7. Spumoni Cake - Hard to come by and not often done right, I've found some of the best spumoni in town at Crostatas. Even harder to find than good spumoni, is a spumoni ice cream cake, which is why my hubby had to take matters into his own hands (literally) and make one for me for my birthday. Spumoni and yellow cake...a match made in heaven.
6. Stramondo Pistachio Cream - My pistachio obsession continues. Pistachio paste is almost as hard to come by as a Spumoni ice cream cake in Cleveland (see number 7). This product, imported from Italy, has taken my pistachio fixation to a whole new level.
5. Malted Milk Ice Cream (D. Lebowitz) - Dave Lebowitz is touted for his Salted Caramel Ice cream, but in my opinion this is his best ice cream recipe. I made it over and over again this summer and each time it was more delicious than the time before.

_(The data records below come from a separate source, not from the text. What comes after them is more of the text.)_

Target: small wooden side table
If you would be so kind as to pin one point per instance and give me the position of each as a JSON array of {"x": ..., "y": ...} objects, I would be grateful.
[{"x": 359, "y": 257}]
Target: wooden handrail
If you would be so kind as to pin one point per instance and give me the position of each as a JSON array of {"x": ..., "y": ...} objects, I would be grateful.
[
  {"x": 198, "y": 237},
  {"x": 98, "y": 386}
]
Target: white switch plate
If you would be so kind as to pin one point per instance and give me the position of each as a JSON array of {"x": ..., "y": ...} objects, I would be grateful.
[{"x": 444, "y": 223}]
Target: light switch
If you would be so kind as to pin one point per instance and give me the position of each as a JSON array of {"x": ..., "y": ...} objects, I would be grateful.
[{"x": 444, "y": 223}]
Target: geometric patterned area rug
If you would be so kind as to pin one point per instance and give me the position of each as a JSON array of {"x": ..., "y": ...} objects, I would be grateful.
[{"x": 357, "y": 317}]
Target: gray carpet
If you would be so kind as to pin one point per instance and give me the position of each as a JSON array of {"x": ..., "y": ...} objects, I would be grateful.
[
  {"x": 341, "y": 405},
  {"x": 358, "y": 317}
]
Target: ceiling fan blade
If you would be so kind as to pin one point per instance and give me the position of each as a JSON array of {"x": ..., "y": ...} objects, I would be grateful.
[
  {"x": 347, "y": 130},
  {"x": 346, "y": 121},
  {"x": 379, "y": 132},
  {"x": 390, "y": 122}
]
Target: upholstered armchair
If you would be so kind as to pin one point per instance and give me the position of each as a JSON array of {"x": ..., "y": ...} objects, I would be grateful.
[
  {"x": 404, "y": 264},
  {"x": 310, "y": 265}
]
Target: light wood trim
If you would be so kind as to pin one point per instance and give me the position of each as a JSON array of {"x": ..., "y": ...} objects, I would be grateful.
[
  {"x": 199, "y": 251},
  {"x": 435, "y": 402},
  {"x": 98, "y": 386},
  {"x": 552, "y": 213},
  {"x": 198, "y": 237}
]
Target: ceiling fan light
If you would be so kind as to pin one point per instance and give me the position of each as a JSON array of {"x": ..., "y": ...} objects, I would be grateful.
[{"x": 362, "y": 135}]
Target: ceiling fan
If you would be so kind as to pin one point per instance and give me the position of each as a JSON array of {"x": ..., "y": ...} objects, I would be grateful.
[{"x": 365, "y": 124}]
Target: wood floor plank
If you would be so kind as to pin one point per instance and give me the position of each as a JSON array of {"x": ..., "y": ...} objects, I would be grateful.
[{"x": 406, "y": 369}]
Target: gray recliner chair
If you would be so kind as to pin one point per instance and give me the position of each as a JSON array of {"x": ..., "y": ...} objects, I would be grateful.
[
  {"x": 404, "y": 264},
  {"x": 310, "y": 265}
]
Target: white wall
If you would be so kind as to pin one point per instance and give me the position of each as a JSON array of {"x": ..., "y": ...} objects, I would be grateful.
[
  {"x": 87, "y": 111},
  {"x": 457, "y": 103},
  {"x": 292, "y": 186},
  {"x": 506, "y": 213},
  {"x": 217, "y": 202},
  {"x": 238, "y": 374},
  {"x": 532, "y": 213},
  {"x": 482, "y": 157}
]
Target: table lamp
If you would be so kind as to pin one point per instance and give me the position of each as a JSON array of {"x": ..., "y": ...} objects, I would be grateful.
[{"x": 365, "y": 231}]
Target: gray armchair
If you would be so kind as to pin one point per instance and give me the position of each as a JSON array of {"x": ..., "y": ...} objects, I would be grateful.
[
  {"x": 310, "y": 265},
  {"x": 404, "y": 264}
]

4. Seriously Delicious Ribs (Food 52) - These go against my husband's Big Green Egg rib cooking style, but when the BGE is covered under 2 feet of snow, this recipe brings some real good BBQ flavor into your home. Super easy and as the recipe says, "Seriously delicious."
3. Baby Swiss Cheese (Northeast Pastures) - Amish cheese from right here in Ohio. The sharpest and tastiest swiss cheese I've ever had.
2. Lemon Curd (Talula's Table) - Nestled in Kennett Square, Pennsylvania, you'll find this delightful specialty shop/cafe by day and restaurant by night. Their lemon curd is like none other...super smooth and super tangy. It made for some delightful raspberry lemon curd ice cream sundaes this past summer. So good that I bought two jars the 2nd time I was there.
1. Chewy Chocolate Chip Gingerbread cookies (Martha Stewart) - A last minute entry, discovered at the tail end of the holiday baking season. You might not think it, but chocolate and gingerbread really do go together. Thanks Martha.

Honorable mentions: I would be remiss if I did not acknowledge the Macadamia Nut ice cream from Harry Waugh Dessert Room at Bern's Steakhouse in Tampa, Florida. Reportedly they've been through 300+ versions of this recipe, trying to perfect it all along. I'm glad that they were persistent because it's darn near close to perfect.

Also, on a visit to Betabrand in San Francisco, some of the locals pointed us in the direction of another famous, although sometimes overlooked ice cream shop in town - Mitchell's. We were happy to discover their very purple Ube and the super tasty Macapuno (young coconut) ice creams.